Оно всё пронизано воинственным духом сопротивления злу, тирании, измене, власти грубой силы, напитано высоким духом горения о свободе в Боге, но не без Бога. «Мир, вставай за Крест, за честь юнацтва,/ все, кто носит светлое оружье,/ все, кто слышит собственное сердце!» — этот призыв владыки Даниила, это исповедание рода Пéтровичей и есть нравственный императив поэмы. Именем Косово, будто золотой нитью, сшиты её страницы. Мужественные герои, что «бежали на крутые горы,/ чтобы кровью напитать надежды,/ чтоб хранить заветы по-юнацки,/ Божье имя и святую волю», буквально дышат Косовским заветом. На Косовом поле сербы приняли неравный бой с превосходящими силами турок. Косовская битва раскрыла действительно евангельскую этику сербского народа. Она переживалась и переживается как торжество мучеников. «Ошибаются те, кто говорит, что Косово остановило ход нашей истории, отбросило нас назад, что если бы не было Косово, мы не были бы сегодня великим народом, — писал епископ Николай (Велимирович). — Как раз именно Косово сделало нас великим народом. Оно есть наша народная Голгофа и одновременно — наше народное Воскресение, духовное и моральное. Оно остановило нравственный распад сербского народа. Оставило нам сонм витязей веры, чести и жертвенности... Ошибаются те, кто считают Косово поражением. Князь Лазарь и его воины погибли... Они принесли в жертву Богу все, что имели и могли, а потому и победили. Погубили плоть, но спасли душу...» Победа вечной жизни над смертью, истины над ложью, жертвенности над алчностью, любви над ненавистью и силой — это то самое Сербское Косово, о котором помнит и поет народ. Косовский завет и есть сердцевина национальной историософии.

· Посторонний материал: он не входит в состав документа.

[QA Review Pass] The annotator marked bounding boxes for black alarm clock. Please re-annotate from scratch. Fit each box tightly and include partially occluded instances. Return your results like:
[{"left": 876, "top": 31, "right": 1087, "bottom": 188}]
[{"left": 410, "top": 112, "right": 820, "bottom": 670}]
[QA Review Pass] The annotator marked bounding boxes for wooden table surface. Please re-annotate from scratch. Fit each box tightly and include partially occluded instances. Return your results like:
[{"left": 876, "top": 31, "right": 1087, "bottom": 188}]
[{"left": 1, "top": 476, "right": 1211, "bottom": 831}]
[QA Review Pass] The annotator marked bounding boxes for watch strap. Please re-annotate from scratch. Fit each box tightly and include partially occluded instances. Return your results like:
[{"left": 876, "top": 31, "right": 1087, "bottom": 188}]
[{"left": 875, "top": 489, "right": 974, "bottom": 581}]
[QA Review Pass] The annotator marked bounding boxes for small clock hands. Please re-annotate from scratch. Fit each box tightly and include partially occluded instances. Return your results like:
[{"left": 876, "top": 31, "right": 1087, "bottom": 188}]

Читая и перечитывая сегодня Негоша, невольно ещё и ещё раз поражаешься его духовной прозорливости и пророческому дару, мудрости, его поэтическому гению. Насколько творчество его современно, злободневно, как просто и доходчиво проясняет поэт-пророк день прошлый и нынешний и день грядущий, и как велика сила правдивого слова! Сей тайнозритель Истины оставил нам свой завет: вера и верность, честь и правое дело, стояние за Христа и со Христом, противление злу и борьба с тиранией, преклонение перед народом православным и Отчизной, верность России — опоре славянства.

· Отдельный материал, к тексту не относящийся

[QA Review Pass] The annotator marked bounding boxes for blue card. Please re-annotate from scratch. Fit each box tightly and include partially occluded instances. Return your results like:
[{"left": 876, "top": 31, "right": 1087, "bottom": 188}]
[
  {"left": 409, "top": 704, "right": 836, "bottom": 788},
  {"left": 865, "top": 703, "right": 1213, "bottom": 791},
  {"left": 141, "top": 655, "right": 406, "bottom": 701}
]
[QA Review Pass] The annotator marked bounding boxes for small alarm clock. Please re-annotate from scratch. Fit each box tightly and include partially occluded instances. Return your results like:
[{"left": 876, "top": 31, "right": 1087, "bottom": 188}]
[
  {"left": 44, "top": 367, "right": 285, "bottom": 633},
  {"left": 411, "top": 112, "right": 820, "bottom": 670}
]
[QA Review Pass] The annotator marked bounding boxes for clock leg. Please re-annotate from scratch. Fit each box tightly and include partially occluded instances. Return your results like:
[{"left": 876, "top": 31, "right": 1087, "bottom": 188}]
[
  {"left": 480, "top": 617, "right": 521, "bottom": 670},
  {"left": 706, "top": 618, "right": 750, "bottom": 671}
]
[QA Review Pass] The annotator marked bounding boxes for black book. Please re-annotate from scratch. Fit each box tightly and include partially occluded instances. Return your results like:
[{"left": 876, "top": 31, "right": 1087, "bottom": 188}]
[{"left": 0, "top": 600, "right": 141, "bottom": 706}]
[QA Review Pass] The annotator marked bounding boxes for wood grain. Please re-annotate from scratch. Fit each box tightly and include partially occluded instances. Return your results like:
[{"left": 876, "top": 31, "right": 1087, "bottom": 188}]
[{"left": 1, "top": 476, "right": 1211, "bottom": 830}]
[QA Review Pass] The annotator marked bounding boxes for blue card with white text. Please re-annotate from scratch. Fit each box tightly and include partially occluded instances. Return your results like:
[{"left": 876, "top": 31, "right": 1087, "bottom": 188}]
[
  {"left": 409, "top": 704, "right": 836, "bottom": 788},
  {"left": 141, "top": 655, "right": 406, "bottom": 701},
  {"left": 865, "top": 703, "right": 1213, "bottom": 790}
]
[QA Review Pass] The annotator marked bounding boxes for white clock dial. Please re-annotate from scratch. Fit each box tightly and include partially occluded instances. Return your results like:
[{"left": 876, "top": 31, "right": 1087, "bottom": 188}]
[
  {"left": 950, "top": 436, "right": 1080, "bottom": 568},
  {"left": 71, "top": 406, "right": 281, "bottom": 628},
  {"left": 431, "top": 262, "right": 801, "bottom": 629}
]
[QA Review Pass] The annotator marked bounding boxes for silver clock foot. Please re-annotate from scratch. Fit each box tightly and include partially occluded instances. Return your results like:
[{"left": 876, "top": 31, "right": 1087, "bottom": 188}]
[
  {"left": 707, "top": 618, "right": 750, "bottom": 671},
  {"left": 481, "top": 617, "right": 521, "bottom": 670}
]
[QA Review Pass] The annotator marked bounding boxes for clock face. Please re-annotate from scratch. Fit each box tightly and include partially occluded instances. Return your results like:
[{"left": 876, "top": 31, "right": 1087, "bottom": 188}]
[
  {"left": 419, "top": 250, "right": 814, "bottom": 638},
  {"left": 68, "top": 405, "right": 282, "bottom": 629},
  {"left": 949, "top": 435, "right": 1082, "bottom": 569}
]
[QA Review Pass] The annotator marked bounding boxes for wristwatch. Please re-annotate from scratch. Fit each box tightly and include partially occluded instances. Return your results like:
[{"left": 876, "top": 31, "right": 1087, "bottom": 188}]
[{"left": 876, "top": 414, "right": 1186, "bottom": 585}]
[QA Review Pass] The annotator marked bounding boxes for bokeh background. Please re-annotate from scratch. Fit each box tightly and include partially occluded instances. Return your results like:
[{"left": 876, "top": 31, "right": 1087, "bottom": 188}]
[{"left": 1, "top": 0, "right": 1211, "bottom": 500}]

«О, сколь Москва восхищает меня! Москва — мать царей — начало величия славянского! Москва — столица знати и святый алтарь Православия и Славянства! Я верный поклонник блистательной славы родного племени!»
Так писал Негош после избрания его членом Императорского Общества истории и древностей Российских. Внешнеполитический потенциал России как будто набирает в последнее время силу. Дай Бог, сохранить и приумножить его, и властям нашим развернуться в сторону Славянского мира, ведь идея славянского единства как оплота мира в Европе отнюдь не утратила своей актуальности, но напротив, требует своего разрешения.
Имя Петра II Пéтровича Негоша преодолело время и пространство, оно стало светлой народной идеей, а завет его стал идеалом сербства, но так же близко и понятно это имя любому славянину, а творчество поэта влечёт каждого, кто стремится к Истине.